Command Line Interface (CLI)
RSS Guard offers CLI. For overview of its features, run rssguard --help
in your terminal. You will see the overview of the interface.
Usage: rssguard [options] [url-1 ... url-n]
RSS Guard
Options:
-h, --help Displays overview of CLI.
-v, --version Displays version of the application.
-l, --log <log-file> Write application debug log to file. Note that
logging to file may slow application down.
-d, --data <user-data-folder> Use custom folder for user data and disable
single instance application mode.
-s, --no-single-instance Allow running of multiple application
instances.
-g, --no-debug-output Disable just "debug" output.
-n, --no-standard-output Completely disable stdout/stderr outputs.
-w, --lite Force lite variant of application.
-t, --style <style-name> Force some application style.

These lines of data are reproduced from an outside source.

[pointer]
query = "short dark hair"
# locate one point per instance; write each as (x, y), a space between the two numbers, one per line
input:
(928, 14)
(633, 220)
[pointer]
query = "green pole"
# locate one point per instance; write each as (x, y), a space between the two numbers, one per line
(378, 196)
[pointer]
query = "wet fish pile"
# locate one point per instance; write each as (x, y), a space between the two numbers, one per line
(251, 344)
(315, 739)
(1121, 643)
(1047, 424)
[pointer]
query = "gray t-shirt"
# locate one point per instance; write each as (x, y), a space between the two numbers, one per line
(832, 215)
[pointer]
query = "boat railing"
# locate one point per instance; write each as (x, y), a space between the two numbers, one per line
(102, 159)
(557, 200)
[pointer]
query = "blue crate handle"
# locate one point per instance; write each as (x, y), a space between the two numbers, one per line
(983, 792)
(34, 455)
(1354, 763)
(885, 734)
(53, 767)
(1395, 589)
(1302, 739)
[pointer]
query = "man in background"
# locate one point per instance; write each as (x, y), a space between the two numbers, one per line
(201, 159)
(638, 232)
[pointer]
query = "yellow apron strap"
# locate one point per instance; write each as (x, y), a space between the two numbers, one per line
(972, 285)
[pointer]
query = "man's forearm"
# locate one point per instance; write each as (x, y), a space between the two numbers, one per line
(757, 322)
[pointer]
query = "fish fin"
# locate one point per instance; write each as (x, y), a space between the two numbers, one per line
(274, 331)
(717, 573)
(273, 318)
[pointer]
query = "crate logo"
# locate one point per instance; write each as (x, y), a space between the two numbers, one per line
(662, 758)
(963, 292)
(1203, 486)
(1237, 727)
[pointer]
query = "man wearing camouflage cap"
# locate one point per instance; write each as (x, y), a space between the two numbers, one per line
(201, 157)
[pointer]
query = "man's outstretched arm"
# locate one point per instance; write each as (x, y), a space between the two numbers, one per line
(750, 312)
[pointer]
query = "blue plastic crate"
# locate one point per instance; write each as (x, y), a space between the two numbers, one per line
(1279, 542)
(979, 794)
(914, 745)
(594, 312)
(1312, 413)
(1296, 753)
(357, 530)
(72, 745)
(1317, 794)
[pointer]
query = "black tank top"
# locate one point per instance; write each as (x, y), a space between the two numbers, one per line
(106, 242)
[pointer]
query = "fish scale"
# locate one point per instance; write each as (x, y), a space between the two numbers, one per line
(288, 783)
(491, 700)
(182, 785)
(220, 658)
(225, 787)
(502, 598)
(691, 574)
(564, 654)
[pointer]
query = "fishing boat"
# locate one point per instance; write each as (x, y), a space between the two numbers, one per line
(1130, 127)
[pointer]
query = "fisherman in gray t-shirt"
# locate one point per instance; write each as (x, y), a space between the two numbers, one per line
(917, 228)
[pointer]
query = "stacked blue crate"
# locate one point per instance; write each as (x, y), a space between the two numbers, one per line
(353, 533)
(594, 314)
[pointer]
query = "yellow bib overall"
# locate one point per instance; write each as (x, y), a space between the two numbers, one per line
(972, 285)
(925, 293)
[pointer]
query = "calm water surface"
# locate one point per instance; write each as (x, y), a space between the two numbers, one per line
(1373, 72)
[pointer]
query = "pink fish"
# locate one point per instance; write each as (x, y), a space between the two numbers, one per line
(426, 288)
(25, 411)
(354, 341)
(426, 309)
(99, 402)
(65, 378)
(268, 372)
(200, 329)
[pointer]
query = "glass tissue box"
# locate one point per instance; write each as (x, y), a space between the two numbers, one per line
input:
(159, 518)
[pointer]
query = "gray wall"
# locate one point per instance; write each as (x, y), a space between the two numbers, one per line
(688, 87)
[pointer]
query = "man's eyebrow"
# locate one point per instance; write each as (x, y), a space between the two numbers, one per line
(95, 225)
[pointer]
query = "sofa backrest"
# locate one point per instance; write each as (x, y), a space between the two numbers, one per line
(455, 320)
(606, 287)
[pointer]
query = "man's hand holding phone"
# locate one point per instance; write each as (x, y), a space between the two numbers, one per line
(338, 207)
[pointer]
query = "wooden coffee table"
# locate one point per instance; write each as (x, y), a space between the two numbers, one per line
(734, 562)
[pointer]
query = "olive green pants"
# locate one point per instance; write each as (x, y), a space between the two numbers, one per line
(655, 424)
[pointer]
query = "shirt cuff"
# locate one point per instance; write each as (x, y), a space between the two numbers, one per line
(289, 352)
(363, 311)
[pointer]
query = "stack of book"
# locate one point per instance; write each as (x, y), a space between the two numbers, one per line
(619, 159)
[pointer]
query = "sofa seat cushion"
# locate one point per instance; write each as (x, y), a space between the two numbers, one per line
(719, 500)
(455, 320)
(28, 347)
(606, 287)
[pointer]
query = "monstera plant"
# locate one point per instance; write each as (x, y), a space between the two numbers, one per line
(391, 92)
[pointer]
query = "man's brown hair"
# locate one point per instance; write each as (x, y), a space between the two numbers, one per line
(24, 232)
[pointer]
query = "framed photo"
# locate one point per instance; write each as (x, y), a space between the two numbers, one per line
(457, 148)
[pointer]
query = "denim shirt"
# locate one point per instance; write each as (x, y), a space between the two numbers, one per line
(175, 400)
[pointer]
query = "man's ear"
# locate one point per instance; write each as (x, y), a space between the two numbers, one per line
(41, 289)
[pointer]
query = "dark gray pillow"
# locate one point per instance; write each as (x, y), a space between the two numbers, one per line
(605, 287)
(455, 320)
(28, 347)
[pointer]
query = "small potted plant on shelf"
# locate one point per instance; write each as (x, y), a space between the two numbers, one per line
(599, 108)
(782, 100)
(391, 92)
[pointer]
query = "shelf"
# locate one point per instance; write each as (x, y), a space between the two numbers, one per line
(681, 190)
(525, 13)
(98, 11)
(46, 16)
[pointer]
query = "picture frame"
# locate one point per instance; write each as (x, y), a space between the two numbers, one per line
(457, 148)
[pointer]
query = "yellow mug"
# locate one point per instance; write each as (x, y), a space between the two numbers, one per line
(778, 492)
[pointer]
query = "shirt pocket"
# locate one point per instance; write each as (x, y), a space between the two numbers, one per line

-p, --adblock-port <port> Use custom port for AdBlock server. It is
highly recommended to use values higher than
1024.
-u, --user-agent <user-agent> User custom User-Agent HTTP header for all
network requests.
--threads <count> Specify number of threads. Use --help to see
the maximum allowed number of threads.
Arguments:
urls List of URL addresses pointing to individual
online feeds which should be added.
You can add feeds to RSS Guard by passing URLs as the command line parameters too. Feed URI scheme is supported, so that you can call RSS Guard like this:
rssguard.exe "feed://archlinux.org/feeds/news"
rssguard.exe "feed:https//archlinux.org/feeds/news"
rssguard.exe "https://archlinux.org/feeds/news"
In order to easily add the feed directly from your web browser of choice, without copying and pasting the URL manually, you have to open RSS Guard with feed URL passed as an argument. There are browser extensions which will allow you to do it.